After listening for a while, I turned sideways and said to the blonde sitting next to me, "I couldn't help hearing you're from Orinda. I grew up near there, Walnut Creek, but I live across the Bay now." I didn't want them to think I was a neighbor that might bring stories back home. After all, what goes on in Vegas, stays in Vegas, as they say.
"Really," she said. "It's a small world." She and I chatted for a few minutes, just letting each other know basic things like names (Andrew and Sarah) and occupations (software salesman and stay at home mom).
"Can I buy you another drink?" I had noticed that her drink was empty.
"I'd love too, but I'm here with my friends and we . . . "
"No problem. They look like they could use another drink too. Let's get another round and move to a table. Her friends were listening, and they nodded in agreement. Soon we were at a table with a fresh round in front of us and we were repeating the names and occupations drill (Janey and Sally, both stay at home moms like Sarah).
As we worked our way through our second drink I learned that all three had children (Sally two in 2
nd
and 4
th
grades; Janey three in 1
st
, 4
th
and 6
th
grades; and Sarah two in 3
rd
and 5th grades); they had met when they were sorority sisters in college (Alpha Phi at Cal); and all three had worked until children came along. Their husbands, who they had met in college, were all either bankers or lawyers in the City (I couldn't keep track of which was which) and they had all grown up in Sacramento, about the same time I was growing up in Walnut creek. Oh and they all had been members of each others' wedding parties.
By this time were well into our third drink. Sarah leaned over and asked, "What about you Andrew. What's your history?"
I gave the expurgated version. I confessed to my two divorces, but I left out the more sordid details (especially Lisa and Mrs. E. and their complicated relationships with my parents). After explaining about the Tech Conference I had attended, I asked, "So what brings you girls to Vegas?"
"Oh it's just a girls weekend out," Janey said.
"Yes," Sally jumped in. "Our dear sweet husbands told us to take our credit cards and go to Vegas for a weekend of fun while they went down to Carmel for golf."
"I see", I said. "I heard someone mention a 'hall pass.' What's that about?"
Sarah blushed and said, "Oops, you weren't supposed to hear that."
"Oh come, come Andrew," Sally said. "After two divorces you must know what a 'hall pass' is."
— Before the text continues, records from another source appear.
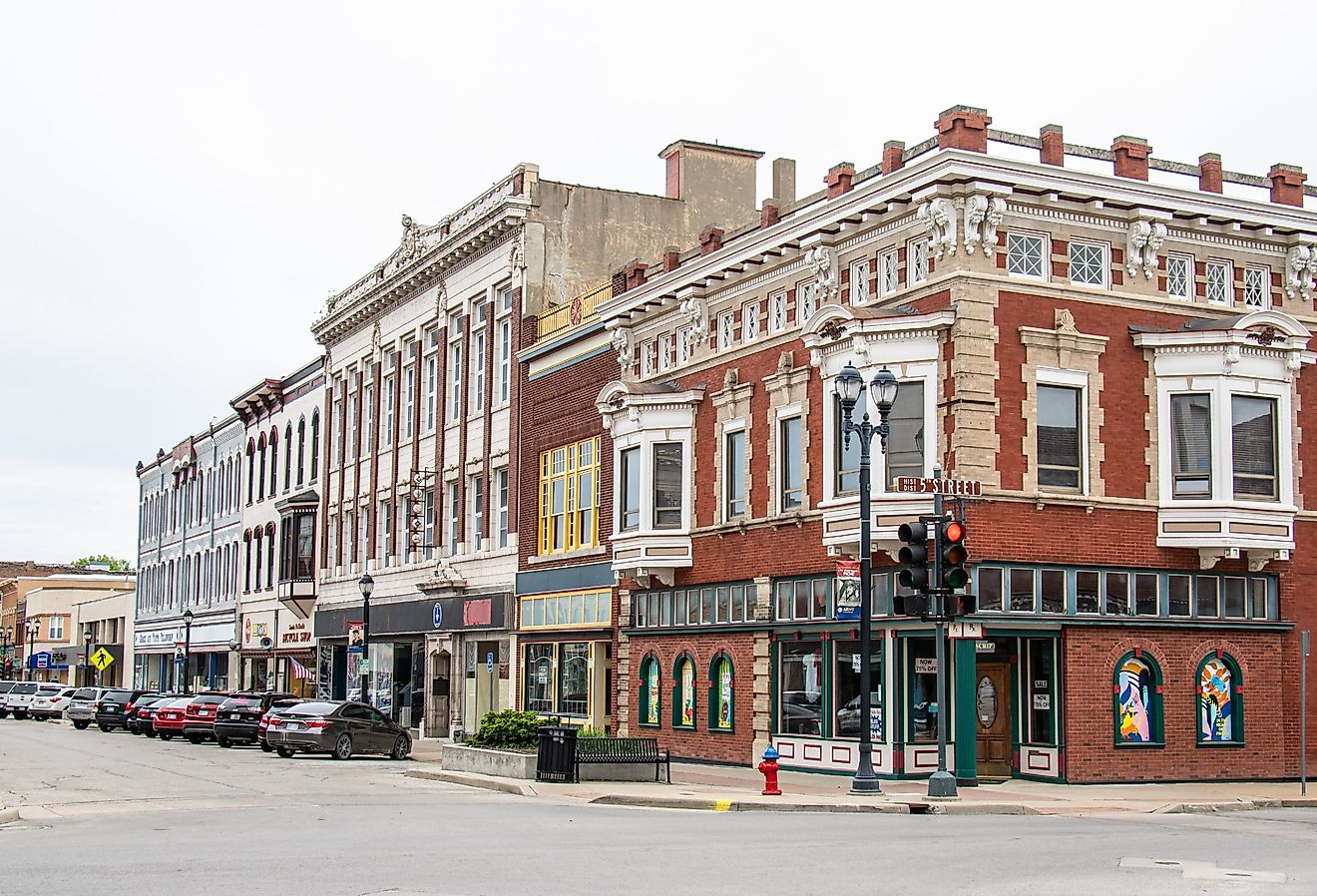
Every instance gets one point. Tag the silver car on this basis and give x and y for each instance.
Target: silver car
(82, 707)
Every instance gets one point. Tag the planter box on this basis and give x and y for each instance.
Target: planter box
(503, 763)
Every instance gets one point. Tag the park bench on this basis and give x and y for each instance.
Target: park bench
(622, 751)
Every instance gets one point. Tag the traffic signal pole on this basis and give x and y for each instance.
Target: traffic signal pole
(943, 783)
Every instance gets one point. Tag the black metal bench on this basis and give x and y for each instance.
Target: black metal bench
(617, 751)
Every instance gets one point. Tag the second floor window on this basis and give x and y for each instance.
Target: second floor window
(569, 484)
(1059, 438)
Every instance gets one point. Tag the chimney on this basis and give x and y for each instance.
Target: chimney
(784, 181)
(839, 178)
(1287, 184)
(710, 238)
(1209, 173)
(893, 156)
(1053, 151)
(1131, 157)
(963, 127)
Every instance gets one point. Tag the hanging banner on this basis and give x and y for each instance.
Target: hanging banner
(847, 603)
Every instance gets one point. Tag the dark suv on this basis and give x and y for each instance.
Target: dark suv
(238, 717)
(112, 707)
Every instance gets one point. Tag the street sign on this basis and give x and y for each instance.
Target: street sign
(926, 485)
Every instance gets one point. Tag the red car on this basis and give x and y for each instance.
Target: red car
(169, 718)
(199, 717)
(283, 702)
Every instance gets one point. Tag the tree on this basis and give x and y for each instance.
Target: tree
(114, 563)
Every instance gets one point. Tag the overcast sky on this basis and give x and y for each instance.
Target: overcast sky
(182, 184)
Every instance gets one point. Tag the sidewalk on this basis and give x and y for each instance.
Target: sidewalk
(722, 788)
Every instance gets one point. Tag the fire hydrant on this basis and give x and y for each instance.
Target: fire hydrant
(768, 768)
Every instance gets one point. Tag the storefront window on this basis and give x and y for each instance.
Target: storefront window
(1040, 689)
(801, 688)
(847, 663)
(923, 689)
(539, 677)
(575, 678)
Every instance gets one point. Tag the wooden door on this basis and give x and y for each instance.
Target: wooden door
(992, 711)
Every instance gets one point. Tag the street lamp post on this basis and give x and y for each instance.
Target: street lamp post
(850, 386)
(367, 587)
(188, 649)
(32, 625)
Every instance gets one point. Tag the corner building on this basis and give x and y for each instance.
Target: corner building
(424, 413)
(1115, 345)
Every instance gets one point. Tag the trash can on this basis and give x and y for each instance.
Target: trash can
(556, 760)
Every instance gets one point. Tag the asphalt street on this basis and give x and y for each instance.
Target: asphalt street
(111, 813)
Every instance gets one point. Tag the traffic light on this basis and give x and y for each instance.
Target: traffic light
(914, 556)
(951, 543)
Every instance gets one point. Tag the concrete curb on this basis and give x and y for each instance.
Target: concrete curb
(473, 780)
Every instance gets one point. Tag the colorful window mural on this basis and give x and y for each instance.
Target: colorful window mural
(720, 693)
(1136, 699)
(683, 698)
(1218, 719)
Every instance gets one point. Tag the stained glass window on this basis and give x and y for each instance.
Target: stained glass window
(1218, 717)
(1138, 702)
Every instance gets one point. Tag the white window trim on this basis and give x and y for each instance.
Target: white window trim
(1070, 379)
(1046, 254)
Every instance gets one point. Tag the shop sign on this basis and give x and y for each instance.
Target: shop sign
(847, 605)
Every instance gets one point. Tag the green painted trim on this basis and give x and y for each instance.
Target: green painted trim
(966, 667)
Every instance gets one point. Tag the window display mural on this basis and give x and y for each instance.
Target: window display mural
(1135, 701)
(1216, 705)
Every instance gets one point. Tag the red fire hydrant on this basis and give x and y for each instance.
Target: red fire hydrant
(768, 768)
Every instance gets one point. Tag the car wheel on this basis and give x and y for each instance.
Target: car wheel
(402, 746)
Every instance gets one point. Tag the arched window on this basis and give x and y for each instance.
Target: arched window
(720, 702)
(301, 451)
(287, 456)
(315, 444)
(1219, 699)
(1138, 701)
(274, 463)
(683, 691)
(268, 566)
(650, 690)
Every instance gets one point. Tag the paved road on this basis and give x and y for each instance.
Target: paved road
(111, 813)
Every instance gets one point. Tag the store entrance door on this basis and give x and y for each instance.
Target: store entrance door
(992, 710)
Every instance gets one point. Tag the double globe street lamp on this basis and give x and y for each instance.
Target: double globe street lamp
(850, 386)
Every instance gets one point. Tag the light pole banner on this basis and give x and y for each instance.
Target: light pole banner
(847, 601)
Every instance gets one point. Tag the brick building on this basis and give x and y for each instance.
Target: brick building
(1115, 345)
(424, 409)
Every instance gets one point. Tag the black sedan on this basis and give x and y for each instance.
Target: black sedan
(340, 728)
(238, 717)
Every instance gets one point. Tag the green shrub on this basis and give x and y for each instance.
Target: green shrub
(510, 728)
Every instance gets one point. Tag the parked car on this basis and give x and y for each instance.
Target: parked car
(50, 701)
(264, 718)
(19, 699)
(238, 718)
(5, 686)
(168, 719)
(82, 707)
(340, 728)
(199, 717)
(140, 713)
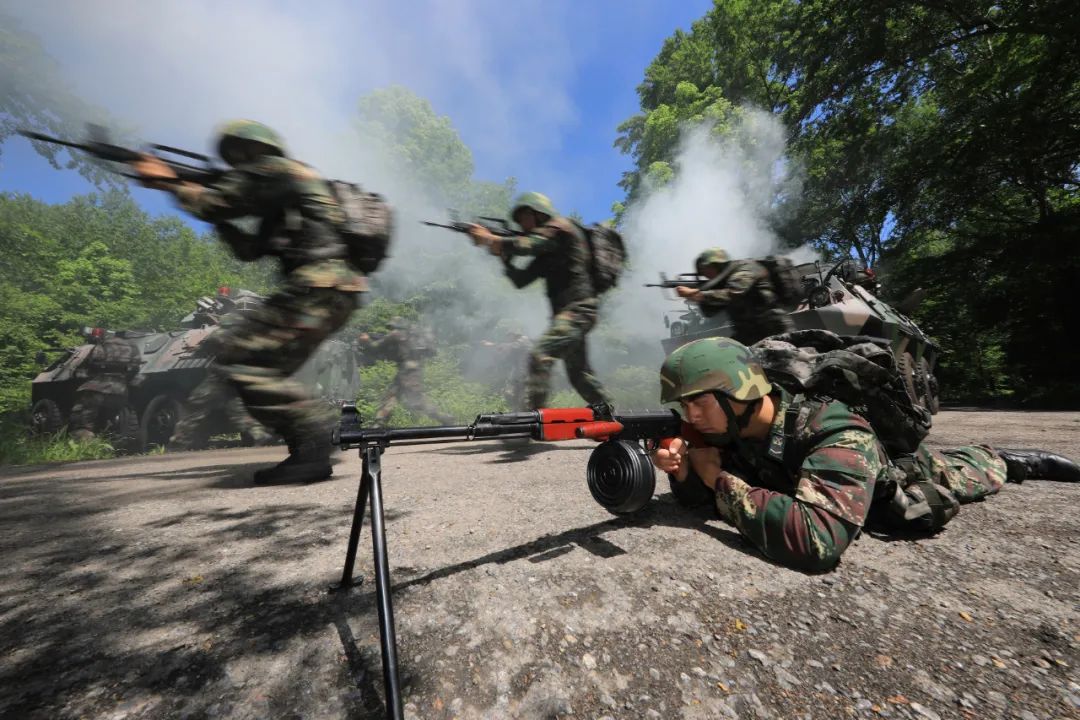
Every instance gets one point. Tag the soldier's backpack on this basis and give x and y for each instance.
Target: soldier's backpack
(368, 225)
(858, 370)
(421, 342)
(862, 372)
(608, 255)
(785, 279)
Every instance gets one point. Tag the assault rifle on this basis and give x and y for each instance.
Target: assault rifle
(619, 474)
(97, 145)
(686, 280)
(496, 226)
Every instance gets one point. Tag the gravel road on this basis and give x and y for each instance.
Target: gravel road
(169, 587)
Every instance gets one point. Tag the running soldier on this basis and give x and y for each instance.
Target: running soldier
(561, 256)
(258, 352)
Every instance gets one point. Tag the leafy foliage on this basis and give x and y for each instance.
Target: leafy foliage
(97, 260)
(939, 139)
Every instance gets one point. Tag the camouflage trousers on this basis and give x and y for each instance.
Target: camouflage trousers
(933, 484)
(91, 409)
(211, 397)
(257, 353)
(407, 390)
(565, 339)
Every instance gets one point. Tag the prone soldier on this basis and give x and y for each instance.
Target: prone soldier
(800, 486)
(561, 256)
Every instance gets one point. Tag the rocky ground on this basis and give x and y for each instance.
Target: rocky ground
(169, 587)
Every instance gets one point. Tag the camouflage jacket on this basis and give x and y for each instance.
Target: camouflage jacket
(298, 219)
(561, 256)
(801, 504)
(110, 366)
(745, 291)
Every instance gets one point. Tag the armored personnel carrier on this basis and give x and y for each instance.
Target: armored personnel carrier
(171, 369)
(842, 300)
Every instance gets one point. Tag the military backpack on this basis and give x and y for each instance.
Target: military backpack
(862, 372)
(368, 225)
(785, 279)
(608, 254)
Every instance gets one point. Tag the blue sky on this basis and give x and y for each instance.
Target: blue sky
(535, 89)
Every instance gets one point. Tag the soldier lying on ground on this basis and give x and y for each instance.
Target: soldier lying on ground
(802, 506)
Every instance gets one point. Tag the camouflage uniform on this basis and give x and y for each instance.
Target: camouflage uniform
(203, 403)
(110, 366)
(258, 352)
(745, 291)
(802, 505)
(407, 386)
(561, 256)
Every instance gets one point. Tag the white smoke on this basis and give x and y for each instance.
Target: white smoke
(723, 193)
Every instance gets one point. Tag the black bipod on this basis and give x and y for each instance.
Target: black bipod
(370, 487)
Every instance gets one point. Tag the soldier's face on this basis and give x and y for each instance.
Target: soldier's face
(526, 218)
(705, 413)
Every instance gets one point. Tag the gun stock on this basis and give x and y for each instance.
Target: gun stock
(98, 146)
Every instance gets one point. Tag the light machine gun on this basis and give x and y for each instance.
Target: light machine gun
(619, 474)
(97, 145)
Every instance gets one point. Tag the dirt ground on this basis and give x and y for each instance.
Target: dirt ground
(170, 587)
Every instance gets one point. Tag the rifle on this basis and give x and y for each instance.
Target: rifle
(686, 280)
(494, 225)
(98, 146)
(619, 474)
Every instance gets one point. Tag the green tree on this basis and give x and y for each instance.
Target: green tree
(940, 138)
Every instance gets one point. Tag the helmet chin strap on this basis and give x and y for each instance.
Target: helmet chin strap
(736, 422)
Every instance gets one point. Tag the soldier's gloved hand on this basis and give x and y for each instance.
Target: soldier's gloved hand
(707, 464)
(672, 459)
(691, 294)
(153, 173)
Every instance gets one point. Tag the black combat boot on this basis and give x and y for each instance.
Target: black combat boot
(307, 462)
(1038, 464)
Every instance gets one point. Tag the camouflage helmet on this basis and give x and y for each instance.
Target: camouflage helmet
(715, 256)
(247, 131)
(536, 202)
(719, 365)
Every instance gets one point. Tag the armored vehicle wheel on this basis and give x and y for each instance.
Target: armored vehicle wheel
(929, 386)
(45, 418)
(159, 420)
(124, 432)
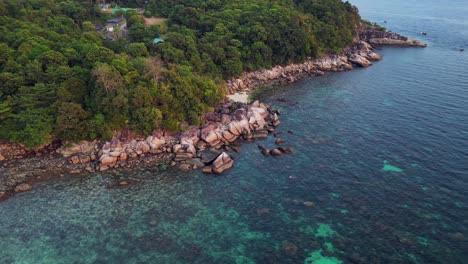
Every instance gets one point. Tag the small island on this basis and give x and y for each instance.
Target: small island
(87, 86)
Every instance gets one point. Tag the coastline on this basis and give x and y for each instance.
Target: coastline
(206, 146)
(359, 54)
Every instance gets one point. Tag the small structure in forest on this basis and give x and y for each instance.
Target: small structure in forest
(118, 22)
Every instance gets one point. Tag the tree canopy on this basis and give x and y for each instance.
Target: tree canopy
(59, 79)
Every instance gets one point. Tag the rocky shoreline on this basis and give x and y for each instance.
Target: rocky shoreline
(206, 147)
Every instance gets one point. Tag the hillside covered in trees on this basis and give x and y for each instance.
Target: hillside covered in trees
(59, 79)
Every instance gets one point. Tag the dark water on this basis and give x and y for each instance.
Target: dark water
(381, 152)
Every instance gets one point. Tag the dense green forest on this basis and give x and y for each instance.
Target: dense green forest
(59, 79)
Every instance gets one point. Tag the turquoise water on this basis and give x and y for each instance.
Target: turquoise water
(379, 175)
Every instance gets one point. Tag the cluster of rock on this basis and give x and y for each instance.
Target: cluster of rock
(199, 146)
(387, 38)
(360, 54)
(205, 147)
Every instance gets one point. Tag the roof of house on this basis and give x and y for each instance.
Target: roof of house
(116, 20)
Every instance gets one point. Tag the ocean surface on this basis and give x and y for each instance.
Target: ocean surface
(379, 174)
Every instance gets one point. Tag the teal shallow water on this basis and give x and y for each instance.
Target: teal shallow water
(381, 152)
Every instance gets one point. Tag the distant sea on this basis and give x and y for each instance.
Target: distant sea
(379, 174)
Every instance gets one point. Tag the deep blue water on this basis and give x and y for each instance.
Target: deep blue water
(409, 111)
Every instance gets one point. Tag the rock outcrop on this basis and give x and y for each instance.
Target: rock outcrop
(360, 54)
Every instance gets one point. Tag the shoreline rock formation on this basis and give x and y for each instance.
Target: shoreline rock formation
(203, 146)
(360, 54)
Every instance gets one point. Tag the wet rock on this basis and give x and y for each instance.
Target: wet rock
(207, 156)
(195, 162)
(185, 167)
(276, 152)
(359, 60)
(236, 148)
(107, 161)
(75, 160)
(23, 187)
(207, 170)
(222, 163)
(286, 150)
(279, 141)
(183, 156)
(123, 183)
"Well, if means what I think it means, I've never had one . . ."
"Which is why you've been divorced twice?" Sarah asked.
Now it was my turn to blush. "Well, I guess that's right. You see my problem is that I just can't say no."
All three girls laughed. Then they sat in silence looking at me like an item on a desert tray.
Sarah leaned over and whispered in my ear, "Do you have a big dick, Andrew." She had a hand on my thigh that was quickly working its way up.
I looked at her trying to decide how to respond. Her hand was in my lap now, massaging my dick which was rapidly becoming a much larger dick than it had been.
"Well?" she asked.
"Some people have said I do. It's not something I advertise."
This brought the other two to life.
"What," said Sally. "What do people say you do?"